O que há por trás do crescimento vertiginoso dos microapartamentos na capital paulista? O Ministério Público investiga a concessão, pela Prefeitura de São Paulo, de subsídios fiscais usados pelo mercado imobiliário para a construção de quase 240 mil apartamentos que deveriam ser destinados a famílias de baixa renda. Esses empreendimentos, que deveriam ser habitações de interesse social, se transformaram, na prática, em um negócio lucrativo: estúdios de 25 a 40 metros quadrados, vendidos para investidores que alugam a preços altos.
No episódio dessa semana do podcast UOL Prime, apresentado por José Roberto de Toledo, Adriana Ferraz explica como a falta de fiscalização rigorosa abriu espaço para fraudes na aquisição desses imóveis, tema da reportagem "Famílias de classe média estão comprando imóveis para baixa renda sem saber". O inquérito tem como foco os chamados "studios", unidades habitacionais muito pequenas que atraem solteiros e casais sem filhos, mas que, pela lei, deveriam ser destinados a famílias de baixa renda. Desde o Plano Diretor de 2014, há incentivo por parte da prefeitura de São Paulo para a construção dessas moradias.
O poder público abre mão de taxas para incentivar a iniciativa privada a construí-las com a intenção de aproximar essas famílias de locais dotados de infraestrutura urbana. "É difícil imaginar que uma família possa viver em um espaço tão reduzido, especialmente pagando um valor que, por metro quadrado, se equipara ao de imóveis de luxo. No fim, são apartamentos feitos para solteiros, mas incentivados como habitação social", critica Adriana. A regra municipal define que apenas famílias com renda mensal entre três e seis salários mínimos (R$ 4.236 a R$ 8.472) poderiam comprar ou alugar esses imóveis.
Porém, concentrados em bairros nobres como Itaim Bibi e Pinheiros, esses projetos se tornam inacessíveis a essa faixa de renda — o metro quadrado destas unidades chega a custar R$ 19 mil. Além de não cumprirem a finalidade original do Plano Diretor, esses empreendimentos enfrentam outro grande problema: a falta de transparência na venda das unidades.

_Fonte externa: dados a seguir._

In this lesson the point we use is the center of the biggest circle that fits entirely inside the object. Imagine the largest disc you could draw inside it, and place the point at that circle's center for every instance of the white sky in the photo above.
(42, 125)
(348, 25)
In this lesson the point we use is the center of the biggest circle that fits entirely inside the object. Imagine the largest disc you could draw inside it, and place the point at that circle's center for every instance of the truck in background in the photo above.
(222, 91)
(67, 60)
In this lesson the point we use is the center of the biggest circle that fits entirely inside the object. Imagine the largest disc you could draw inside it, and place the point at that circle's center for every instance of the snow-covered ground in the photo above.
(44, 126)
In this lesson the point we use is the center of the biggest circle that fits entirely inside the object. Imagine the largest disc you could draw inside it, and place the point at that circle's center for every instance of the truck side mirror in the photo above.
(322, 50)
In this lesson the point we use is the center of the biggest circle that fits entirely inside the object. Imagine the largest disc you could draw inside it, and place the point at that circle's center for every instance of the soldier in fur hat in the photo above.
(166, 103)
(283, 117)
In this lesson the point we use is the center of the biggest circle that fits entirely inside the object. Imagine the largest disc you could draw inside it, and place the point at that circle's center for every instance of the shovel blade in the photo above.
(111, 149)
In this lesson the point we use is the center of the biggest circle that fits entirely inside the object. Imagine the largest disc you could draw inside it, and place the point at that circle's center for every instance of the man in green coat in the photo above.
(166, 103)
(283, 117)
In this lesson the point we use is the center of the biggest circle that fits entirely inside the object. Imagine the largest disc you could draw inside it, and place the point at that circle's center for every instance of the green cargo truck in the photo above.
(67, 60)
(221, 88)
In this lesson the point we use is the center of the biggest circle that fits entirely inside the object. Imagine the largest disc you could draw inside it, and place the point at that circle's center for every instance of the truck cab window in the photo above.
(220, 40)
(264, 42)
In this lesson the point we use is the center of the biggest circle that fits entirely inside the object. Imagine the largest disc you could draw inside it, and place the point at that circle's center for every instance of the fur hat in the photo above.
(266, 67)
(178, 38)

Conforme o UOL apurou, muitos proprietários fecharam negócio com as construtoras sem saber que estavam adquirindo um imóvel destinado a habitação social e que, portanto, precisariam cumprir restrições de renda. "Muitas vezes, os compradores nem sabem que estão adquirindo uma moradia social, pois as construtoras não fazem questão de comunicar isso. No panfleto promocional, não há nada grande e claro mencionando que se trata de um empreendimento de interesse social", aponta Adriana.